Of course, Friday the market crashed. Big time. (If you think there is no way Gilbert's timing could be so bad, let me tell you his timing could be that bad. I once Bought Live Cattle near the close on 12/23/2003, an hour or 2 before news report of Mad cow being found in US. Lock limit for days in a row. Not a very Merry Christmas that
year...)
At the close of Friday, Gilbert's Puts were now worth 1.7, with a delta of .033. The options had more than tripled in price in 1 day! Yikes!
Late Friday night, the updated margin requirements came out. Margin had jumped to $978 per option. His new excess looked like this:
Per Option Calculation
Original excess = 840
Increase in premium = -120
Increase in margin = -558
New excess as of Friday night = $162
His excess was almost gone. So over the weekend Gilbert fretted. He yelled at his kids (it was his weekend for visitation), and screamed at his ex-wife. He didn't sleep very well. He drank copious amount of lager, which made him forget about Gold (but also gave him a headache).
Sunday night came, and the Gold crash continued. His 1300 Puts opened at 3.2, almost double what they were on Friday close! Gilbert froze with indecision, although he knew his excess was gone at that point.
He started mumbling to himself, pacing his home office with his hands running thru what was left of the hair on his head.
During the day Monday, his broker raised margin requirements. Between that and the increase in premium on Monday, Gilbert's margin cushion was a distant memory.
But it happened so quick, Gilbert did not have time to think, or to exit. He stayed in on Monday.
Monday close with puts were now worth 30.4. Each. His delta had skyrocketed to .3105. His open loss was now $14,950. His margin requirements are around $6000 - close to the same as outright position margin requirements!
Tuesday, mid day, the 1300 Put price had fallen to 17.70.
Now, put yourself in Gilbert's shoes. When would you have exited, if at all?

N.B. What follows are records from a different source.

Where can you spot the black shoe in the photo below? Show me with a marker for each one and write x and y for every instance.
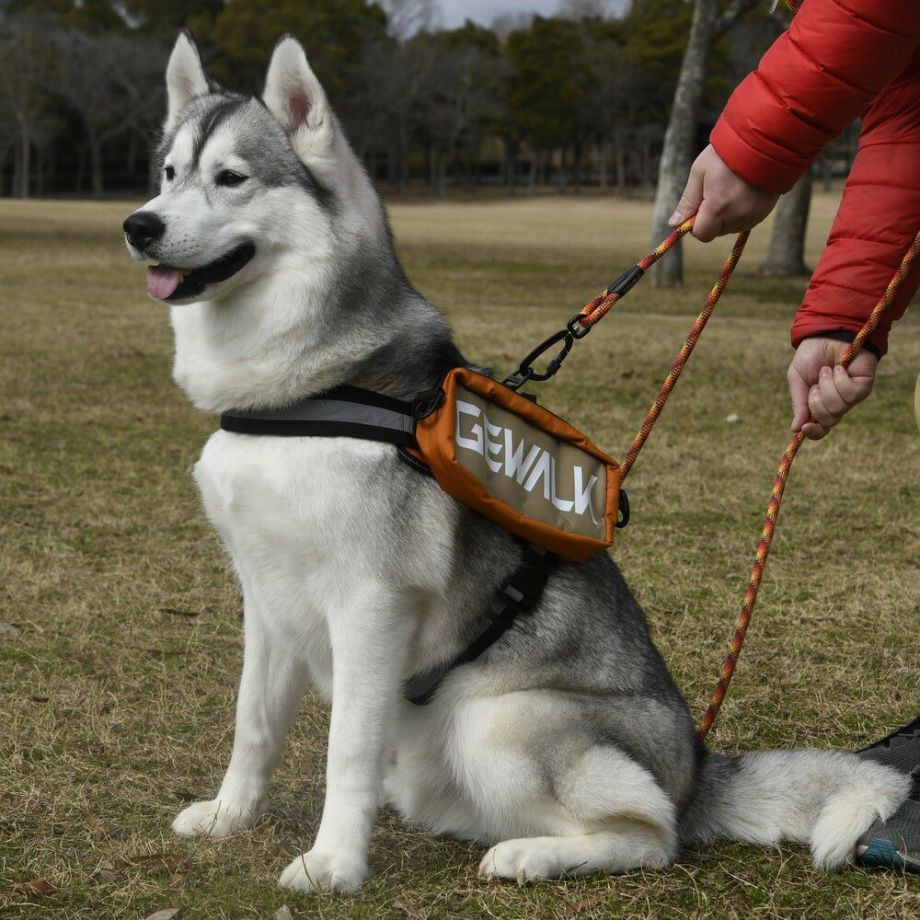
(900, 749)
(895, 843)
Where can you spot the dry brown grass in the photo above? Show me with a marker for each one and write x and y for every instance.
(120, 645)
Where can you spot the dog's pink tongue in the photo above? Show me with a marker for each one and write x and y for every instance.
(162, 281)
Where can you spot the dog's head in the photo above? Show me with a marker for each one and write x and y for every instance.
(247, 186)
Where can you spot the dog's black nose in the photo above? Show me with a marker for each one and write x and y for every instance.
(142, 228)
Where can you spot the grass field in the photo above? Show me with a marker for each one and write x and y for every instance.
(120, 640)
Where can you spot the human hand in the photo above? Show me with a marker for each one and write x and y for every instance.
(821, 392)
(722, 201)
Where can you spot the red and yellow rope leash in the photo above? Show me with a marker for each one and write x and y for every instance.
(779, 485)
(596, 309)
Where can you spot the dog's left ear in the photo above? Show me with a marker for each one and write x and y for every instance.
(185, 78)
(296, 98)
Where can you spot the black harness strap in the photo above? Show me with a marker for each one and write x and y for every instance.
(519, 595)
(345, 412)
(350, 412)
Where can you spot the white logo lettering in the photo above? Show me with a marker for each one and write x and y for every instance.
(530, 468)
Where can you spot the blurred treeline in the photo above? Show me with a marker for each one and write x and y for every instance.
(579, 98)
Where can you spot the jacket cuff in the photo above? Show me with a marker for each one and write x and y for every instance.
(743, 160)
(839, 335)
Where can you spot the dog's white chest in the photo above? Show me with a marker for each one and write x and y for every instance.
(290, 513)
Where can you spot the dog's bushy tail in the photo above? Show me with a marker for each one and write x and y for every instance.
(826, 799)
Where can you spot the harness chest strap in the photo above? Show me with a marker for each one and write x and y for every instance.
(353, 412)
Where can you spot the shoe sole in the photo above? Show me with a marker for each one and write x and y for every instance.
(881, 853)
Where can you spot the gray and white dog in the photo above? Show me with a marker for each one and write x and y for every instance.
(566, 748)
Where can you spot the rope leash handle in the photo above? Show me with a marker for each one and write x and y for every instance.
(686, 350)
(779, 484)
(593, 312)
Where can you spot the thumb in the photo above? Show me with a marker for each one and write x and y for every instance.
(690, 199)
(798, 394)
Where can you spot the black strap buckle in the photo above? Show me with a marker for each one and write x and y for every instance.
(426, 402)
(623, 517)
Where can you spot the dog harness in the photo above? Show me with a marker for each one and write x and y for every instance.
(492, 449)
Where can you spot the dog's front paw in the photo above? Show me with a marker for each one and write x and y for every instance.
(521, 861)
(324, 870)
(216, 818)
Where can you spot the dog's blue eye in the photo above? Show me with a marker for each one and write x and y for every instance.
(229, 177)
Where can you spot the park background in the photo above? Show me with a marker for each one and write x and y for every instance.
(526, 160)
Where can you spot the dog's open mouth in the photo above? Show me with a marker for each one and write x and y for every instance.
(164, 282)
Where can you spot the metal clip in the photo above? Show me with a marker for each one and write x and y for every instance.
(526, 370)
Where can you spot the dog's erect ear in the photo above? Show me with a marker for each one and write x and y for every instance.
(296, 98)
(185, 78)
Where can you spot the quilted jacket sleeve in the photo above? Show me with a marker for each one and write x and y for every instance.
(876, 222)
(816, 78)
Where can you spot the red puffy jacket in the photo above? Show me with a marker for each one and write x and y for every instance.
(840, 59)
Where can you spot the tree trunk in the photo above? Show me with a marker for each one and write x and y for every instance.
(24, 163)
(440, 174)
(95, 159)
(786, 255)
(677, 153)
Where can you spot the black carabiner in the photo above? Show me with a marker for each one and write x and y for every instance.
(526, 370)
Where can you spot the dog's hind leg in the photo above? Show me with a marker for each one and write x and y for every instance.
(626, 821)
(271, 688)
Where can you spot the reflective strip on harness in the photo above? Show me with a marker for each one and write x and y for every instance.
(346, 412)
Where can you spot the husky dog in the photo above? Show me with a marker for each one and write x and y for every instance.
(566, 747)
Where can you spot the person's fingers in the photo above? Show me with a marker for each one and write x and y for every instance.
(709, 223)
(831, 396)
(852, 389)
(813, 431)
(819, 411)
(798, 394)
(691, 198)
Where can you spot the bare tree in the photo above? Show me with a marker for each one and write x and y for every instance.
(92, 80)
(25, 68)
(678, 149)
(786, 255)
(406, 18)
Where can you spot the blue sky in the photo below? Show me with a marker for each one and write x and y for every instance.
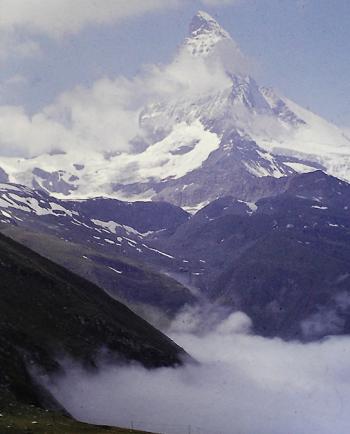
(300, 47)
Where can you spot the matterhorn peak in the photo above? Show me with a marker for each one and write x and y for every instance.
(205, 34)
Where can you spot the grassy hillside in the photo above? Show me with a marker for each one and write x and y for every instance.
(19, 418)
(46, 312)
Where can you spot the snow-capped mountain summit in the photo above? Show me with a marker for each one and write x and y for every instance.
(205, 34)
(220, 133)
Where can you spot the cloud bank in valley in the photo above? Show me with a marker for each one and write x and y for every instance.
(244, 384)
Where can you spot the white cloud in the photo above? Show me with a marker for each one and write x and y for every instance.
(210, 3)
(57, 18)
(243, 384)
(105, 116)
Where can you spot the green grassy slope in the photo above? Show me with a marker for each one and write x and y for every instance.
(46, 311)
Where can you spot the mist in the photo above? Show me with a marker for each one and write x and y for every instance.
(242, 384)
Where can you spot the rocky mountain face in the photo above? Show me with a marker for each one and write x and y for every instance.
(237, 138)
(103, 240)
(47, 313)
(284, 260)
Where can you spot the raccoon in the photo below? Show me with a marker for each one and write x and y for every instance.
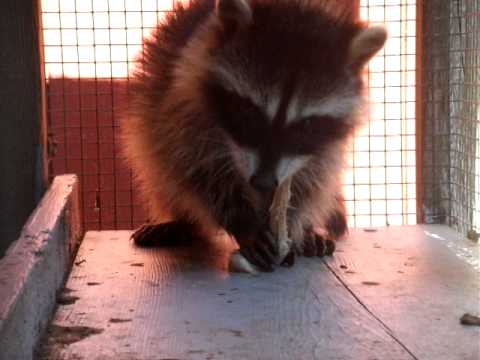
(231, 99)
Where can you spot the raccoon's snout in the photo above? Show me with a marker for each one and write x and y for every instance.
(264, 183)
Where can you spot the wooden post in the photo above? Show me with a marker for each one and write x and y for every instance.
(419, 111)
(22, 179)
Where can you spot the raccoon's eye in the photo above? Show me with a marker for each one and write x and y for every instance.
(308, 122)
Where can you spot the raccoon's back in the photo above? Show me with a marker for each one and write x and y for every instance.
(162, 49)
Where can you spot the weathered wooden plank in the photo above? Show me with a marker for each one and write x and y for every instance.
(21, 149)
(419, 280)
(182, 304)
(34, 269)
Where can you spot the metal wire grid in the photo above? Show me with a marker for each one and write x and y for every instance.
(89, 49)
(451, 88)
(380, 188)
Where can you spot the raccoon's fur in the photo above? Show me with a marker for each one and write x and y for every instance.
(233, 97)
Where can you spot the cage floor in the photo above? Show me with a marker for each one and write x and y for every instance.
(394, 293)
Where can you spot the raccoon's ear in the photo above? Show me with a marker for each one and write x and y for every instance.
(365, 45)
(233, 13)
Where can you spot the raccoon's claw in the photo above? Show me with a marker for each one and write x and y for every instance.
(262, 251)
(164, 234)
(289, 260)
(317, 245)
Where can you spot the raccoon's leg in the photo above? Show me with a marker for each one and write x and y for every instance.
(315, 244)
(336, 224)
(170, 233)
(306, 241)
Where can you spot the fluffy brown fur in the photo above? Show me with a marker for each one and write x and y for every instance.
(279, 79)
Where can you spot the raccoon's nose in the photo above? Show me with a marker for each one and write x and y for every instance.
(264, 183)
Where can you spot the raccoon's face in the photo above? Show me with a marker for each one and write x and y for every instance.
(285, 83)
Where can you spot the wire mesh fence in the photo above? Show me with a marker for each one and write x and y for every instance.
(90, 47)
(451, 113)
(380, 187)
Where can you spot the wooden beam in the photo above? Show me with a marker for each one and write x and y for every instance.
(22, 180)
(419, 112)
(35, 267)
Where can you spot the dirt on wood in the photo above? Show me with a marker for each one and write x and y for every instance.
(469, 319)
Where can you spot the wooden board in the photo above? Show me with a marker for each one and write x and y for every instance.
(35, 267)
(427, 276)
(147, 304)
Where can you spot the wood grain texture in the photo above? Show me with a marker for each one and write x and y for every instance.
(419, 280)
(181, 304)
(35, 267)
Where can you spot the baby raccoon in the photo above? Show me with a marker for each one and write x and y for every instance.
(232, 99)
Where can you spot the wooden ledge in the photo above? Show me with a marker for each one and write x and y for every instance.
(35, 268)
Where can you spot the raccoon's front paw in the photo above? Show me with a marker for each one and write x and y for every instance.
(164, 234)
(317, 245)
(260, 249)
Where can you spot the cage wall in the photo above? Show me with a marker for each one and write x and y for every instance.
(90, 48)
(451, 113)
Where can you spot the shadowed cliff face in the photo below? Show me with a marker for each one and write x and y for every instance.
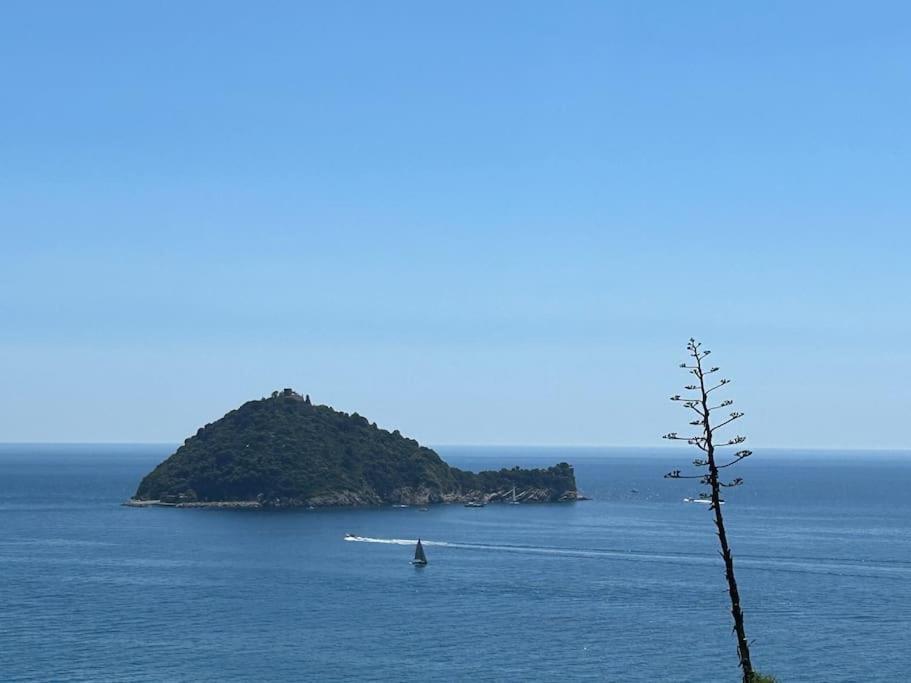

Friday, sometime during the day when option price doubled or tripled Friday, right at the close, realizing you'd lose $720 total in one quick day. 3 times the amount you intended to make. Sunday night, when 1300 Put options opened at 3.2, and your margin cushion was gone. Monday during the day, when things got even crazier Monday right at close, realizing you'd lose $14,950 total in two days. 67 times the amount you intended to make.
Although this is just an exercise, really try to put yourself in Gilbert's shoes. Please reply, and give your answers and your rationale. I'll give mine a little later.
Hi,
Thanks a lot for quoting a detailed example. This is precisely why doubt that one can just use deep OTM selling for living? All it takes is one market whim and you are done.
My answer would be to sell 1 gold future on Sunday open to hedge somewhat and then close during Monday day session at huge loss.
On related note, that is why I am leaning more towards selling almost at the money options - so that loss to win ratio is like 2 to 1 or so instead of 30 to 1 or 50 to 1 (and with lot of sleepless nights). It has its drawbacks as well...
Now, put yourself in Gilbert's shoes. When would you have exited, if at all
What a textbook, classic case for the business school.
My answer
1. we get this because we looked at the low risk of selling an option based on a math number and forget that we are dealing with a bomb....100 oz of gold at $1500+- per oz...or $150,000. I decided a couple weeks ago that I could not afford to pull my pants down in the market for $80. in 3 weeks or so, maybe.
2. I would have given it up Friday..cough cough..if I was in the house,if....
3. I bought some cl put spreads earlier last week as a directional trade and they have made me money. Not as much as futures contracts but maybe I was allowed a little more time to be directionally correct. still learning.